The question that, segregated from the sheer candor of theory, is, analogically enumerating - even if a man possesses unequivocal knowledge of the fact that he might fortuitously slip on a banana peal, does that lessen or abate or simply repudiate the pure agony of the incident.

Acknowledgement and commonplace, non-descript precognition though deter the incipient surprise but they do not deduct from the proper affect. It is like the prickly jot of pain that courses minimally but pointedly under one’s skin, as a syringe stabs through. Though one can abate the impinging involvement of the surprise but cannot completely or absolutely be evasive of the charades of the practicality of a future. Though the mental stress, discomfiture can be allayed, but the practical, physical, corporeal overtone of the reality of the event, the one segment of the dichotomy that parades as the corollary of such vicissitudes, can’t be curtailed in any presupposed way or method.

However, when we adventitiously pursue or jostle the same entrenched frame further into the topic concerned, we exhume that those who mourn at a death are observing sedulously the wayward airs of a punctilious paradox. They already concur with the presupposition of death, as readily and almost automatically when they consent to a person’s mortality, and acknowledge the inevitability, they’re wrested of the mental bent of the repercussion, and as the physical or corporeal upshot is concentrated to the one person that they so ardently mourn, it does not even tangentially involve them. What they mourn is not in favor of a loss of a person but rather a poorly selfish loss of what the individual meant to them provisionally. The demand of a man is more significant than the man himself, for the man, as acknowledged by the inevitability is temporary, what is permanent is the demand, and if in the course of events, he suffices what is conditionally being demanded of him, and when his present loss, demarcates the vacancy for the demand, that is what is mourned.

Few mourn the death of a despised fellow. Few mourn the death of those that do not befall the circumference of their personal concern. Sorry begets from one’s personality and it begets for those who are elemental in being adept with the development of their personality. If death in its concept is by default a viciously aggrieving enterprise, then have you, reader, ever tenably mourned the death of a stranger?

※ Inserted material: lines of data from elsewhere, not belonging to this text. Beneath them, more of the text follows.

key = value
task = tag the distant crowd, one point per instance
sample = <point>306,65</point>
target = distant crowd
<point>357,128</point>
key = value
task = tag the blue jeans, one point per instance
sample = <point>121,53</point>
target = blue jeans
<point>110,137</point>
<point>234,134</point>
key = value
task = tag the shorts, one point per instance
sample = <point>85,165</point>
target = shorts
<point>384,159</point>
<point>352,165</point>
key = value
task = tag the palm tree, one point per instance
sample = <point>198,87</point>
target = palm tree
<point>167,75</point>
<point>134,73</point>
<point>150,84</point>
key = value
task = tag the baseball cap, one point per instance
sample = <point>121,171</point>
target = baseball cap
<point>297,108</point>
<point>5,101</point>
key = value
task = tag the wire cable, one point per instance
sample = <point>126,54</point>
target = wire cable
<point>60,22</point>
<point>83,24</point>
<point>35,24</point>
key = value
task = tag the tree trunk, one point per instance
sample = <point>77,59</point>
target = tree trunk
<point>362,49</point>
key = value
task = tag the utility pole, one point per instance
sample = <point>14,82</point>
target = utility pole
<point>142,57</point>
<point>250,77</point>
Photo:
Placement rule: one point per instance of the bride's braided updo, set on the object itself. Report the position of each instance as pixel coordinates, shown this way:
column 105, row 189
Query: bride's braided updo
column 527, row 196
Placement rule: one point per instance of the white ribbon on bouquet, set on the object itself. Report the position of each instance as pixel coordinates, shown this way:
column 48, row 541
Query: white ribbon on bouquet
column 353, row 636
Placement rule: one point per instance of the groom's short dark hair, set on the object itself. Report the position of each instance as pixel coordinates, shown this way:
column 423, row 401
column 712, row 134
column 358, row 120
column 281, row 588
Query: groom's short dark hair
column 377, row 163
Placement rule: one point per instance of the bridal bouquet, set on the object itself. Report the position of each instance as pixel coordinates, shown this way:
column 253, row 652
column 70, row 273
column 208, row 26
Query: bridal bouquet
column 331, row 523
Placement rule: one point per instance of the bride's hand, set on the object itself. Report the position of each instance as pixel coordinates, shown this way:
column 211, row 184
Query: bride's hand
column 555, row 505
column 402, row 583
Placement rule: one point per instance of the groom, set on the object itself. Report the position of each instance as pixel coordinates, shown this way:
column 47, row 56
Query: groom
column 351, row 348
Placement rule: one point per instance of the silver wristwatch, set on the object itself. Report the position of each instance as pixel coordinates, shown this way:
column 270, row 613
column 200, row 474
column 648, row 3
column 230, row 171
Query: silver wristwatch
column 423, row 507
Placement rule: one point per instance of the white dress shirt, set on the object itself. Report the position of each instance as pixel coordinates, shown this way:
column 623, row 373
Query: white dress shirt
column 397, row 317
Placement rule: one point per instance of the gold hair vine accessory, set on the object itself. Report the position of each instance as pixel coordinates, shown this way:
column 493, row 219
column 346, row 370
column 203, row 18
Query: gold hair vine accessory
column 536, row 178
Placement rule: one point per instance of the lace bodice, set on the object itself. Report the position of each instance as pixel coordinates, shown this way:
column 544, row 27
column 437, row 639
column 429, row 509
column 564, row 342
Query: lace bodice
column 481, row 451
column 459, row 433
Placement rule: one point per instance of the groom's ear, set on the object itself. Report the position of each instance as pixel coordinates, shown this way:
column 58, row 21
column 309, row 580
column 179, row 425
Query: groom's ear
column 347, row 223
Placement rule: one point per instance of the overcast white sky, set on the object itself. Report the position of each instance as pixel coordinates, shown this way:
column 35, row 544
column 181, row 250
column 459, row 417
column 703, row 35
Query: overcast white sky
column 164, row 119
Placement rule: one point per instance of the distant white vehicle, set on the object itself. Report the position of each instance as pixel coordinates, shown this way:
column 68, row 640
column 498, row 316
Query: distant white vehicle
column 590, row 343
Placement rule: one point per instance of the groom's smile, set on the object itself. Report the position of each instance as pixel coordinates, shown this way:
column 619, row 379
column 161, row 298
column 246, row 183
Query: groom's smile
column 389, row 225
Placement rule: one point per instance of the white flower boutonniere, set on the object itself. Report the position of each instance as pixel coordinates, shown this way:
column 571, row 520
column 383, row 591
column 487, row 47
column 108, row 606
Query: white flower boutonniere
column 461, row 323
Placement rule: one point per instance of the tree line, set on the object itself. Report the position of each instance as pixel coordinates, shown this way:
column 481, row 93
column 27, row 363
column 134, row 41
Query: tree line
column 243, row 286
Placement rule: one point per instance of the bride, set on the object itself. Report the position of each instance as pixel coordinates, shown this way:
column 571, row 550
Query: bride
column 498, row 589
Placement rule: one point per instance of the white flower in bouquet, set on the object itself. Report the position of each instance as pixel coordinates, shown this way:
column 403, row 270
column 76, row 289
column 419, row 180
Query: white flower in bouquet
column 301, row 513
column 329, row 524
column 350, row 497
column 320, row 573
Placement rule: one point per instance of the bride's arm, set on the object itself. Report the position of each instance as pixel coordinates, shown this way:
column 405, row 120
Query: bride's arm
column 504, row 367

Sorrow is a sub-conscious presentation of one’s resistance to one’s consciousness. If weighed rationally, sorrow is despicably baseless, unproductive and needless. To mourn a death is all that, and what is more, that it is an unconscious careless act of discretion, analogous to the way you unconsciously promulgate ‘gesundheit’ when someone slovenly sneezes. It is rudimentary etiquette, it is mechanic in design, and it is fraught with an impetuous rakishness of peremptory or curt sentiment. The passionate emotions that men administer at such a circumstance are imposed, sometimes unconsciously, and sometimes, out of a sheerer motive-based propriety.

Death is an overrated paradox, where strangely the individual who loses the most, has alas the littlest to grieve of. It is recondite to comprehend this heightened philanthropy in human nature, and yet still incomprehensible to whether mock, despite or be saddened (in a surer way) of its resourcefulness.